Infrastructure Incident Report – Munich Router Outage (June 14, 2025)

Dear Customers,

We would like to inform you about a network incident that occurred on Saturday, June 14, 2025, impacting our infrastructure at the Munich data center. We understand how critical uninterrupted service is for our customers, and we are committed to full transparency regarding this event, its resolution, and the improvements we are implementing to strengthen our systems.
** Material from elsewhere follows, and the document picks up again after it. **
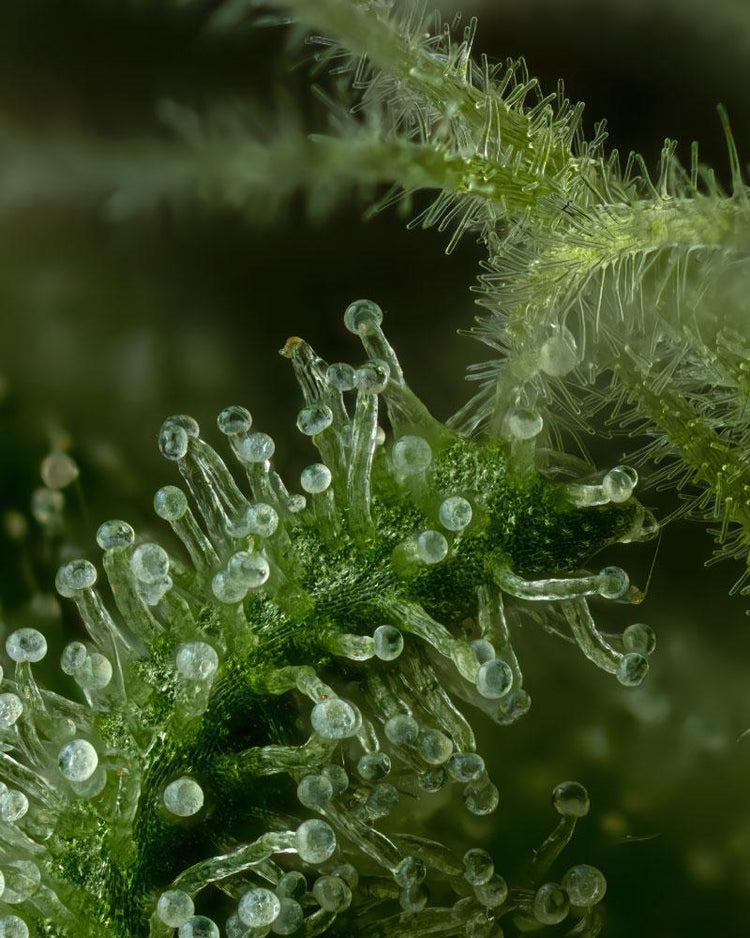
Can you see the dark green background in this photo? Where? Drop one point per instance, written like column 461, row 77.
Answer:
column 107, row 327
Incident Timeline 01:30 AM – We received initial alerts of backup failures in the Munich environment. These were the first signs of a malfunction in our core router cr2.MUC1.
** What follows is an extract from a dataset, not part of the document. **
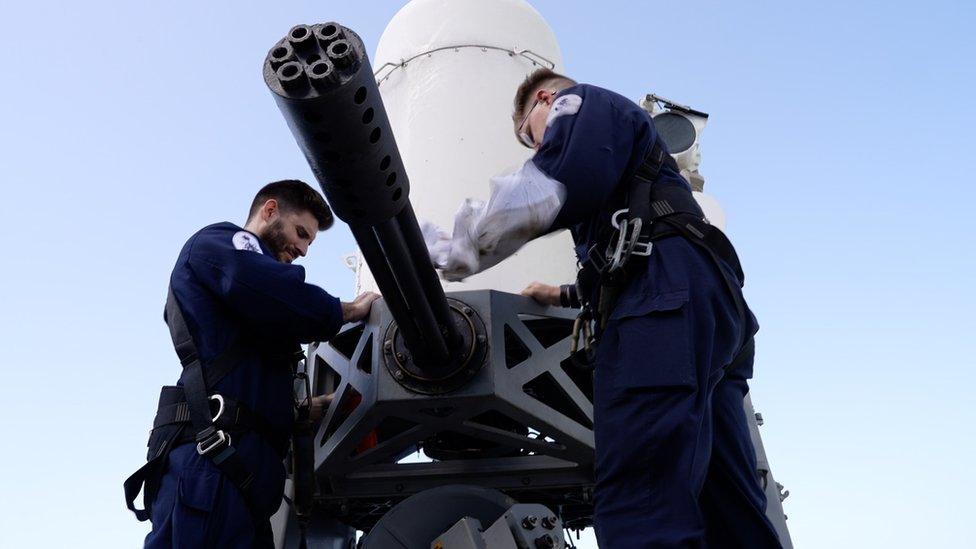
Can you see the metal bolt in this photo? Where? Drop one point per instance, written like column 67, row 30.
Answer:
column 545, row 541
06:30 AM – Technicians arrived at the data center and began diagnostics on-site.

07:20 AM – A potentially faulty line card was replaced with a spare, and the router was restarted.

07:30 AM – The router crashed again, affecting routing across most VLANs and subnets.

08:15 AM – A second spare line card was brought in from our Network Operations Center (NOC) and installed.

08:25 AM – The router crashed again with identical symptoms.

Our team collected crash information and documented the looping error outputs, forwarding all data to vendor support for analysis. Unfortunately, response times were delayed due to it being a Saturday.

While waiting for vendor feedback, we activated our emergency routing system and began migrating VLANs and subnets to maintain service continuity.

09:40 AM – The first services began to come back online.

10:00 AM – Most services had been restored, except for two VLANs/subnets and one caching nameserver.

10:30 AM – All IPv4 services were operational, with partial IPv6 restoration.

12:00 PM (midday) – Full restoration was completed, including IPv6 and special routing configurations.

Service Credits All customers covered by a Service Level Agreement (SLA) have already received or will shortly receive the appropriate service credits. Should you have any questions regarding these credits or need further assistance, our support team is at your disposal.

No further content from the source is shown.